Inversions – The time spent being upside down on my mat were powerful moments. I was able to deeply feel being ‘upside down’, yet ‘right side up’ and in control, even while in the middle of difficulty. The security of knowing I am ok also transferred to the idea that she is too.
Warrior 2 – Virabhadrasana II The stability and empowerment I receive when I enter this pose is profound. I allow myself to go back deep into my DNA and root my present in the warrior within me. The very DNA that brought me to this day. It provides courage and security to face unchartered waters and the unknown, with a sense of knowing that in the abbreviated words of St Julien of Norwich, “that all is fundamentally well.”
Pigeon-Kapotasana This pose helped me breathe, release and find space and relief. Once again allowing obstacles to be removed and new space to be created and entered into. In the monastery, I learned about Lectio Divino and on the mat, I learned to notice my breath focused on and released, were like words of a devotion. In my personal pain, as I breathed deeply in and out, I would find space and extend my limits.
Tree Pose – Vriksasana While in this balance pose I fortified my stability and security by tolerating sway and bend. I am constantly reminded in this pose that I will indeed bend yet not break.
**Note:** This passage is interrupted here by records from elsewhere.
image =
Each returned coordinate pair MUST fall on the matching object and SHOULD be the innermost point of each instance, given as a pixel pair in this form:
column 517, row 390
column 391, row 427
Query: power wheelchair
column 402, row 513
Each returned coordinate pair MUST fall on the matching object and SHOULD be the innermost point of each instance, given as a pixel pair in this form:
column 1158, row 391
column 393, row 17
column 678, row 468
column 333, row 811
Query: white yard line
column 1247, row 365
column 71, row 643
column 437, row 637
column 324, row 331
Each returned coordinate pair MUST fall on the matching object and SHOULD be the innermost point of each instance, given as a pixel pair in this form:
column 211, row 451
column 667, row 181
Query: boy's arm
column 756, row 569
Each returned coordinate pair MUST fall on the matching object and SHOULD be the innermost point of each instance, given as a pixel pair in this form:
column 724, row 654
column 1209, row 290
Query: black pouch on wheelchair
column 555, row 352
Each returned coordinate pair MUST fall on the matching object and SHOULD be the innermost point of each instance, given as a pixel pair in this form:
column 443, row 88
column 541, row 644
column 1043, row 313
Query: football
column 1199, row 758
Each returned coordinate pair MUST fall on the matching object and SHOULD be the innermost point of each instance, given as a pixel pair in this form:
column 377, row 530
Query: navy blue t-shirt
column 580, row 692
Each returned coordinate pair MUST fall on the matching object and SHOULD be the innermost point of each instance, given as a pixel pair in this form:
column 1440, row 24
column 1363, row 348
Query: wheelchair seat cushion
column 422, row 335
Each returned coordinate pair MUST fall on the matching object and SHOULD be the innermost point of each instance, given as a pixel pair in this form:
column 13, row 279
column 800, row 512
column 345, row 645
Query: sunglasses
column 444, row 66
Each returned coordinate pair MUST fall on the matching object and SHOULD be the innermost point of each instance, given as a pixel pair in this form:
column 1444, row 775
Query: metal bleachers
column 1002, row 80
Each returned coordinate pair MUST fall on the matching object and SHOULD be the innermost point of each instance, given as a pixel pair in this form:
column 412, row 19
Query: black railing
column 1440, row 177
Happy Baby-Ananda Balasana One day while in the full expression of Happy Baby, I was rocking and rolling from side to side and back and forth. I imagined this to be like movement in a womb or on a baby’s back in the crib. I moved to Savasana and then as I turned to my side I noted the full expression of the pose and before I moved up to seated, I cradled my body as if I were indeed once again in my Mother’s womb.
My Mom’s Transition from this physical life to another place today has also been articulated on my mat and in nature. Recently I caught the morning sunrise and she was there just as she promised us. Amongst many other lessons the yoga mat has taught me, one critical one is to believe in the resiliency of the human Spirit and the capacity to Begin Again each day no matter what.
“Friends of other lives easily recognize one another in the astral world…. Rejoicing at the immortality of friendship, they realize the indestructibility of love, often doubted at the time of the sad, delusive partings of earthly life.” –Sri Yukteswar.
“Send your thoughts of love and goodwill to your loved ones as often as you feel inclined to do so, but at least once a year — perhaps on some special anniversary. Mentally tell them, “We will meet again sometime and continue to develop our divine love and friendship with one another.” If you send them your loving thoughts continuously now, someday you will surely meet them again. You will know that this life is not the end, but merely one link in the eternal chain of your relationship with your loved ones…” – Paramhansa Yogananda.
When the wolves of life are barking at your door, go to your yoga mat.